L’annonce de sa nomination accompagnée de la suppression de près de 600 emplois avait déclenché la colère des marins en novembre dernier. Une grève de 12 jours avait aboutit à un accord avec « La Méridionale », autre société de transport public. Patrick Rocca, entrepreneur corse à la tête d’un groupe comprenant 27 sociétés de transport, d’immobiliers ou encore de déchets et condamné en février 2014 pour escroquerie et abus de bien social vient donc de vivre sa seconde grève à la tête de l’ex-SNCM. Cette fois-ci, les marins CGT de la MCM et ceux de La Méridionale ont initié le mouvement pour faire face à la mise en place d’une ligne de fret privée entre la Corse et Marseille par Corsica Linea, entreprise lancée par deux candidats malheureux à la reprise de la SNCM, Daniel Berrebi, et un groupement d’entrepreneurs corses, Corsica Maritima.

S’appuyer sur le nationalisme de droite corse pour faire face aux grévistes : la stratégie de Corsica Maritima

Alors que l’un des navires de Corsica Linea - le Stena Carrier battant pavillon danois - était bloqué par les grévistes à l’entrée du port de Marseille, Corsica Maritima avait appelé samedi 9 janvier à une manifestation contre le mouvement. Ce sont ainsi quelques 500 entrepreneurs de divers secteurs ainsi que des élus de toutes tendances qui ont répondu à cet appel pour battre le pavé contre la mobilisation marseillaise à Ajaccio.

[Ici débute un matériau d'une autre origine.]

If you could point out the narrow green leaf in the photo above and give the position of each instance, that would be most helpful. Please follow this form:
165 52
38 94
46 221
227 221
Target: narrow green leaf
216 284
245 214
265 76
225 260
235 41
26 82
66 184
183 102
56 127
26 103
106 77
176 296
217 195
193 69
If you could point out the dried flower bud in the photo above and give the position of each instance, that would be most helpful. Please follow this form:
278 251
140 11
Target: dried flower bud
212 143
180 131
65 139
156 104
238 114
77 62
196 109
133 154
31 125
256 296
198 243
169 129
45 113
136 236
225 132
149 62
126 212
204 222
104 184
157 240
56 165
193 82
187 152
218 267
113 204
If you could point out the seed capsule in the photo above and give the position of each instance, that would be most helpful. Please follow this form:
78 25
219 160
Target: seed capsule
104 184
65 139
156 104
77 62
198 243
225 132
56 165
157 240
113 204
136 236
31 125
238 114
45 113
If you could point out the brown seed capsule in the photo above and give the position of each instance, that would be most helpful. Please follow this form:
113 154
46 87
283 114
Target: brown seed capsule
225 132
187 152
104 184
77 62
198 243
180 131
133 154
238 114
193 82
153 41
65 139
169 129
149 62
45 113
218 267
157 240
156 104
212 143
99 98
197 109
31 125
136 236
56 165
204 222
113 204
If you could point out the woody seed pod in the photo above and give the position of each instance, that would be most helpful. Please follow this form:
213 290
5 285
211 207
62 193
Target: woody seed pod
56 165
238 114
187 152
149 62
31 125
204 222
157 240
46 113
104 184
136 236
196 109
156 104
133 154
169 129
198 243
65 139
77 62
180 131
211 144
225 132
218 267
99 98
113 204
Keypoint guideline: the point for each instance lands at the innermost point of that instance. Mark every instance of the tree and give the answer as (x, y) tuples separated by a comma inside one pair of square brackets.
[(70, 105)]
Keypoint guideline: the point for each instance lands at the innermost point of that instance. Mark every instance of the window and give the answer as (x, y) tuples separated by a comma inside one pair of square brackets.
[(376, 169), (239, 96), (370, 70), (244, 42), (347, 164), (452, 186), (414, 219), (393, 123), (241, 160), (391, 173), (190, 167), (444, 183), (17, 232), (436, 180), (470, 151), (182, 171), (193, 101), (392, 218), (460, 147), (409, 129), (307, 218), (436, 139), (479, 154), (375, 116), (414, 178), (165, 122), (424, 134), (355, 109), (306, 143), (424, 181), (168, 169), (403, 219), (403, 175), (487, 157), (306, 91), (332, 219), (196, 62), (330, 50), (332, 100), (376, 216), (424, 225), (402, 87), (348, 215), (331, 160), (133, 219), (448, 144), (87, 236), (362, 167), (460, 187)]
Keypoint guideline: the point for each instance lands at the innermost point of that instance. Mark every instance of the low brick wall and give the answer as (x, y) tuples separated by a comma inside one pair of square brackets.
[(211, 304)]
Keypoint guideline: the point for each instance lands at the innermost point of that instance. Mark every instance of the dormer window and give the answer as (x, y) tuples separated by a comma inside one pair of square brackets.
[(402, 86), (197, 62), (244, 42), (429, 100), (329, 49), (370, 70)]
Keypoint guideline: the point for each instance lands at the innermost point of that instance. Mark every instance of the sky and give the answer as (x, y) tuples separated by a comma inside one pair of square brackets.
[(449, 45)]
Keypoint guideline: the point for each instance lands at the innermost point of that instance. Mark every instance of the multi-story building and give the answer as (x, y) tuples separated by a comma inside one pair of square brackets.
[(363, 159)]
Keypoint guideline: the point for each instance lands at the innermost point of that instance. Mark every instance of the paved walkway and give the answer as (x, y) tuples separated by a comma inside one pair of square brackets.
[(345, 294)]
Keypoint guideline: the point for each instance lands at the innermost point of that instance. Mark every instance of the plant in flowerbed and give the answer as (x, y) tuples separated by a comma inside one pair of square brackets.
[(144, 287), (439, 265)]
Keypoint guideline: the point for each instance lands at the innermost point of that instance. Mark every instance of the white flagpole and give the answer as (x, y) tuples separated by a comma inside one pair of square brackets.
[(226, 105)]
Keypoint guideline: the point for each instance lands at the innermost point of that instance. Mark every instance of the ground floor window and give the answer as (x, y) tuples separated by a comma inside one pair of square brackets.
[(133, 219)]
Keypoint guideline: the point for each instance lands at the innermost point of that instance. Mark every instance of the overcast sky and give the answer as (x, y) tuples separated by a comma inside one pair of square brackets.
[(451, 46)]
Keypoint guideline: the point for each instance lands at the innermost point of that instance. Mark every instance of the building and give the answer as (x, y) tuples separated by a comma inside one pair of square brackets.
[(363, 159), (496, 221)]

Mais c’est surtout l’appel de Corsica Maritima qui amène son lot d’enseignements. « Au prix du déshonneur, l’Etat achète sa paix à Marseille, payée par le blocus de notre île et ses habitants, au mépris de tous les principes d’une république démocratique moderne [...] Le moment est venu de mettre un terme définitif à cette trop longue et douloureuse histoire et c’est nous-mêmes qui devons prendre cette responsabilité pour libérer la Corse de ce carcan et neutraliser définitivement les bloqueurs et leurs complices.  » Une première tirade suivie d’une mise en cause de la CGT, stigmatisant «  les gesticulations de la CGT de Marseille et les dérobades successives des autorités préfectorales des Bouches-du-Rhône » et de conclure en accusant l’organisation syndicale d’être un « verrou » devant « sauter une bonne fois pour toutes  ». Très clairement, Corsica Maritima s’est appuyé sur la droite nationaliste corse pour tenter d’influer le rapport de force en faveur de ses propre intérêts, et de surfer sur l’effet des élections régionales, à l’issue desquelles les nationalistes ont été élus à la tête de la région, pour se poser en défenseur de l’identité corse. En bref, protéger ses propres intérêts économiques tout en tentant de faire croire aux travailleurs corses que leurs propres intérêts sont divergents de ceux des travailleurs du continent.

Malgré la fin de la grève, le mouvement met en lumière le fait que la combativité des marins de l’ex-SNCM n’a pas disparu avec l’entreprise emblématique de Marseille. La convergence avec les marins de La Méridionale est aussi un précédent important qu’il est important de souligner en vue de grèves à venir.